0

I have a kinesis consumer application developed using spring-integration-aws version 1.1.0.RELEASE.

In my tests, I am running two instance of this application in the same consumer group and consuming from a stream with two shards. In my tests I realized KinesisMessageDrivenChannelAdapter would distribute messages in three ways:

  1. All messages delivered to one consumer
  2. messages distributed to the both consumers (not evenly)
  3. Both consumers received same messages

From producer side, messages are distributed evenly between two shards.
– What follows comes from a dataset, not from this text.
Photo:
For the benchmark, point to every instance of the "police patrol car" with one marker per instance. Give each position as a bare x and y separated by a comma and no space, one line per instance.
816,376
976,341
I would like to know how kinesis adapter distributes messages among consumers and if supported how I can get an even distribution among consumers.

Thank you

UPDATE (Adapter Configuration)

@Bean
  public KinesisMessageDrivenChannelAdapter kinesisInboundChannelAdapter(
      AmazonKinesis amazonKinesis) {
    String[] streamNames = this.consumerClientProperties.getKinesis().getStreamNames();
    KinesisMessageDrivenChannelAdapter adapter =
        new KinesisMessageDrivenChannelAdapter(amazonKinesis, streamNames);
    adapter.setConverter(null);
    adapter.setOutputChannel(new QueueChannel());
    adapter.setCheckpointStore(dynamoDbMetaDataStore());
    adapter.setCheckpointMode(CheckpointMode.record);
    adapter.setStartTimeout(10000);
    adapter.setConsumerGroup(consumerClientProperties.getName());
    adapter.setListenerMode(ListenerMode.record);
    adapter.setDescribeStreamRetries(1);
    return adapter;
  }

  @Bean
  public DynamoDbMetadataStore dynamoDbMetaDataStore() {
    DynamoDbMetadataStore dynamoDbMetaDataStore = new DynamoDbMetadataStore(amazonDynamoDB(),
        consumerClientProperties.getName());
    return dynamoDbMetaDataStore;
  }
sansari
  • 558
  • 1
  • 7
  • 17

1 Answers1

0

It is recommended to everyone to upgrade to the latest Spring Integration AWS 2.0: https://spring.io/blog/2018/08/21/spring-integration-for-aws-2-0-ga-and-spring-cloud-stream-kinesis-binder-1-0-ga

There were a plenty of fixes done on the Kinesis consumer level and now we have there a leader election do not subscribe to the same shard more than once.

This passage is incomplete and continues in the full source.